Homemade Face Masks for Hospital Donation

This week, I’ve redirected my extracurricular efforts towards sewing face masks at home. More and more hospitals and health facilities have opted in to accept donations of homemade face masks alongside commercially produced PPE. Not because they are a substitute for N95 or real surgical masks – they are not! – but because they are better than nothing when (and it sounds like it will be when, not if) PPE runs out.

It has been inspiring to see seamstresses at Elizabeth Suzann and State the Label take initiative in contributing to these efforts, along with many others per the NYTimes. After reading this LAist article and seeing many local hospitals listed in this UC Berkeley student-built list, I decided to do the same. If you’re interested, here are some resources to help out!

What you need:

  • A sewing machine:
    • It’s been very difficult to find any locally, with non-essential businesses closed and JoAnns and Michaels completely sold out online of entry-level machines.
    • However, Amazon does still have plenty in stock (with a reasonable Prime shipping date). I have this Singer machine which has worked well in sewing the thick pleats required in some mask designs.
  • Elastic:
    • Another hot commodity that is sold out at both online craft stores and on Amazon (they’re “in stock”, but they don’t ship until May).
    • Etsy has been a good source of “alternative” elastics that can still function perfectly, such as these ribbon elastics typically used for hair ties
  • Alternative to Elastic:
    • If you can’t find elastic, an alternative is to make a face mask with two ties that tie around the back of the head (example farther down below)
    • I’ve done this with 1″ (25mm) bias tape, which I made from scrap fabric with this bias tape maker
    • A time-saving alternative (I don’t know about you, but it takes me forever to make bias tape) is chunky t-shirt yarn, as long as it’s made mostly of cotton
  • Thread:
    • Obviously thread, which seems to be in healthy varied supply on Amazon. If you can’t find it online, you might be able to find some at your local Walgreens / CVS / Rite Aid.
  • 100% Cotton Fabric:
    • This is key – most places will only take 100% cotton masks. I used fabric quarters (18″ x 22″) that I already had from JoAnn, like these. They’re currently having a sale on quilting fabric (100% cotton) for $4.99/yd that you can order online and pick up curbside.
    • NOTE: wash and dry (on hot) the fabric before sewing masks, to pre-shrink the material – otherwise, they may not fit.

Mask Sewing Patterns:

There are many mask patterns out there – before you commit to any one, check the place you plan to donate to and see if they have a preference. Most healthcare facilities will list whether they are accepting homemade masks and their preference on their website. Kaiser Permanente, for example, lists a surgical mask design on their site.
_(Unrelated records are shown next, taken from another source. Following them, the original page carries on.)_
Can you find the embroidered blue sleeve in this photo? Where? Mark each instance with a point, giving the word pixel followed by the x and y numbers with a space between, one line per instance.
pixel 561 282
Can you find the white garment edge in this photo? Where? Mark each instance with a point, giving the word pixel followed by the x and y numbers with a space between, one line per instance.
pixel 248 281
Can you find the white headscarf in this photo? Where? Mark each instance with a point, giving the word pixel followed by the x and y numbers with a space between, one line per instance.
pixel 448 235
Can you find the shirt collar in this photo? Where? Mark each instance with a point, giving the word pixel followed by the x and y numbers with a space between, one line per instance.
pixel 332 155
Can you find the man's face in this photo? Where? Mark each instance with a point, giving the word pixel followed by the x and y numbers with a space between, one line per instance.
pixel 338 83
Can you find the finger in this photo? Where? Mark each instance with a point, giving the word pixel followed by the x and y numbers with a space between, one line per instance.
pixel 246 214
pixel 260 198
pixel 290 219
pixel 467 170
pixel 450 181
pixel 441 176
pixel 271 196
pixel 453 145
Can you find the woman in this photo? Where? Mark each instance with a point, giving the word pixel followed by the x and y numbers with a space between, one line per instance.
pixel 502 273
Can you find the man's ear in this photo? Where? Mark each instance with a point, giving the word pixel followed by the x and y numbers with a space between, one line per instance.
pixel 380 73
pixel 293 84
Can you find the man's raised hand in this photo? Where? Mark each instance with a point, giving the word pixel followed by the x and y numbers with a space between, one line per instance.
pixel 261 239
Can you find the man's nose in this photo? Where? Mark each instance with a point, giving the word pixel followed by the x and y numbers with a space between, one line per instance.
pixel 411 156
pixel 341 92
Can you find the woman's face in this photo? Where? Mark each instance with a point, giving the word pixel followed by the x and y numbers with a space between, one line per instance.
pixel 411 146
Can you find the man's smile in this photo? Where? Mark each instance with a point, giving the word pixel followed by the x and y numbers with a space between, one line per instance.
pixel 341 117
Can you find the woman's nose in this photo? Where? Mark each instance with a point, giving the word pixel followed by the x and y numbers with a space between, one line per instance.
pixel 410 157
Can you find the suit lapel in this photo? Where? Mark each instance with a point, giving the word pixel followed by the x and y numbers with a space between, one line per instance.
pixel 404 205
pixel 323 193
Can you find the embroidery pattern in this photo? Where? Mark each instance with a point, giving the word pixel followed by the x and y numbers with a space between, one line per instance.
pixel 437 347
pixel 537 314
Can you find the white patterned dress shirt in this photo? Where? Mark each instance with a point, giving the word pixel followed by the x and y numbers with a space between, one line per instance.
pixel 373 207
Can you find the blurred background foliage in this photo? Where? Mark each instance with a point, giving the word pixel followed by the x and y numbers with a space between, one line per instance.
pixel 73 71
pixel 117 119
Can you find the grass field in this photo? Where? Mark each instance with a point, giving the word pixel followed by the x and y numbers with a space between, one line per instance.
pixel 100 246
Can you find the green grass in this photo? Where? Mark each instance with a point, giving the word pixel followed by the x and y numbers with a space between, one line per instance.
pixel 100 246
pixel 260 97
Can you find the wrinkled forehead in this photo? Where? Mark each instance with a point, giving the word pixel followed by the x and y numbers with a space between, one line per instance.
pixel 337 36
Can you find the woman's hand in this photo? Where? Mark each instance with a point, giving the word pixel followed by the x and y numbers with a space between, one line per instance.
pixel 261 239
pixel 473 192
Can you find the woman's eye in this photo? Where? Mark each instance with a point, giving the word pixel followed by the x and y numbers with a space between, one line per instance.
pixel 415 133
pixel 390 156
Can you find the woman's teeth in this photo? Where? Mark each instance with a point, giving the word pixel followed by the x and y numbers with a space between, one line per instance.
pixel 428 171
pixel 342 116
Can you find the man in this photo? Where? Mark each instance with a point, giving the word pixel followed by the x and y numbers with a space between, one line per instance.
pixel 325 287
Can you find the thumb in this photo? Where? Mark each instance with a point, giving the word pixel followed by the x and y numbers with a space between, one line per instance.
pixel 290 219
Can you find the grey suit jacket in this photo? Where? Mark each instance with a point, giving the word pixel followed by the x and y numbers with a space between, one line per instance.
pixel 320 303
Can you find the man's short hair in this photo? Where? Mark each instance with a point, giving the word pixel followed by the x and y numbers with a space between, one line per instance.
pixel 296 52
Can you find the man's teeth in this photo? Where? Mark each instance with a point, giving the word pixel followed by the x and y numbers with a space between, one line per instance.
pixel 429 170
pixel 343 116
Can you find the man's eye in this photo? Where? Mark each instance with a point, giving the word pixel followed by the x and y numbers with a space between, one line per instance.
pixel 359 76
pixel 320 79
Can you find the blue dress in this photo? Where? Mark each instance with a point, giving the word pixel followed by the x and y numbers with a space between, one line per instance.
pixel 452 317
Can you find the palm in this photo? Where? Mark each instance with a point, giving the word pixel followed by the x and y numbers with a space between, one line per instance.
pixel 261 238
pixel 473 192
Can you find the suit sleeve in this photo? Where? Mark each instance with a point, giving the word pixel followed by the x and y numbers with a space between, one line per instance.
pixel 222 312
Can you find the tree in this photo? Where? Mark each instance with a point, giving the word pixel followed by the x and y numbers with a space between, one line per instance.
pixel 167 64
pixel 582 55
  • Deaconess Health Surgical Mask Pattern
    • Tutorial & pattern: https://www.youtube.com/watch?v=9tBg0Os5FWQ
    • Potential modification: instead of ear loops, sew four longer straps (at least 18″) to be tied behind the head (more comfortable for all-day wear)
    • Second potential modification: for my second set of personal masks, I used two homemade 1″ x 36″ bias tape sewed across the pleated sides to be tied behind head. I also created a 3″ opening across the top seam of the mask so that a filter could be inserted in the middle (see below)

As a colleague of mind said – this is the perfect volunteer activity while also being “shelter-in-place” / “social distancing” friendly!